Re: FYI: Google blog on Unicode

From: Mark Davis ☕ (mark@macchiato.com)
Date: Mon Feb 08 2010 - 13:06:15 CST

Next message: Kenneth Whistler: "Re: NFD normalisation test"

Previous message: Andreas Prilop: "Re: FYI: Google blog on Unicode"
In reply to: Andreas Prilop: "Re: FYI: Google blog on Unicode"
Next in thread: Doug Ewell: "Re: FYI: Google blog on Unicode"
Reply: Doug Ewell: "Re: FYI: Google blog on Unicode"
Messages sorted by: [ date ] [ thread ] [ subject ] [ author ] [ attachment ]
Mail actions: [ respond to this message ] [ mail a new topic ]

It is unclear exactly what point you are trying to make.

There are really two methodologies in question.

   1. Accept the charset tagging without question.
   2. Use charset detection, which uses a number of signals. The primary
   signal is a statistical analysis of the bytes in the document, but the
   charset tagging is taken into account (and can sometimes make a difference).

The issue is whether, on balance, which of these produces better results for
web pages and other documents. And with pretty exhaustive side-by-side
comparisons of encodings, it is clear that #2 does, overwhelmingly.

Of course, the less the contents of the document look like "real text", the
more likely that #2 will produce the incorrect results.
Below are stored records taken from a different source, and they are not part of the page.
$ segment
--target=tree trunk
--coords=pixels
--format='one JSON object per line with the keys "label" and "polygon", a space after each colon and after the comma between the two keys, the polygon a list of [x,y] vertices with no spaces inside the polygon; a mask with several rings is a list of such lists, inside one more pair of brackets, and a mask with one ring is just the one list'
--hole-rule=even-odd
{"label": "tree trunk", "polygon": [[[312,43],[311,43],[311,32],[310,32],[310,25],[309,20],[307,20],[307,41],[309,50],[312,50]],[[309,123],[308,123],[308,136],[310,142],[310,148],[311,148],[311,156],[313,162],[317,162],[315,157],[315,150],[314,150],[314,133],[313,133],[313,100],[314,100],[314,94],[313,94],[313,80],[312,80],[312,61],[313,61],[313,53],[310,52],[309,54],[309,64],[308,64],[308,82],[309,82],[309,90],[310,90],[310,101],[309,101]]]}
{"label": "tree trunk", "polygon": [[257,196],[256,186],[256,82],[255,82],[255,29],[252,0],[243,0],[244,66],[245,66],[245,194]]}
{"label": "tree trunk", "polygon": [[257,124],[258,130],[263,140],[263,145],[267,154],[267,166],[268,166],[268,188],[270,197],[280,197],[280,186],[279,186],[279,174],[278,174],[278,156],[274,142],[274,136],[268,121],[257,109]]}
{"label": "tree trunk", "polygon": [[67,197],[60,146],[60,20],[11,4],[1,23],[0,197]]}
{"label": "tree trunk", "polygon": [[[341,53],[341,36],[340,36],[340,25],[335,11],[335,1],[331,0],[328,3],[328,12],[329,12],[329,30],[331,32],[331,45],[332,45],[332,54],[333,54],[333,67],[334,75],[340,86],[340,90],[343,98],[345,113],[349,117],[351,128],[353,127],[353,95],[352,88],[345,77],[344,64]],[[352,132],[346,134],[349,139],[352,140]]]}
But we have to look
at the approach that produces the best results overall.

Mark

On Mon, Feb 8, 2010 at 09:40, Andreas Prilop <prilop4321@trashmail.net>wrote:

> On Fri, 29 Jan 2010, Mark Davis wrote upside-down:
>
> > It is encodings determined by a detection algorithm.
>
> This is so stupid!
>
> The results can be seen here:
> http://groups.google.co.uk/group/pl.test/msg/1fa7fa753aad46a2
>
> Special characters are often messed up in groups.google
> because your stupid algorithm takes ISO-8859-1 when the
> message is actually ISO-8859-2 or ISO-8859-15 or whatever.
>
> http://groups.google.co.uk/group/pl.test/msg/359af83289a00e8e
>
> > The declarations for encodings (and language)
> > are far too unreliable to be depended on.
>
> Unreliable is a guy who doesn't even know how to quote.
>
>

Next message: Kenneth Whistler: "Re: NFD normalisation test"
Previous message: Andreas Prilop: "Re: FYI: Google blog on Unicode"
In reply to: Andreas Prilop: "Re: FYI: Google blog on Unicode"
Next in thread: Doug Ewell: "Re: FYI: Google blog on Unicode"
Reply: Doug Ewell: "Re: FYI: Google blog on Unicode"
Messages sorted by: [ date ] [ thread ] [ subject ] [ author ] [ attachment ]
Mail actions: [ respond to this message ] [ mail a new topic ]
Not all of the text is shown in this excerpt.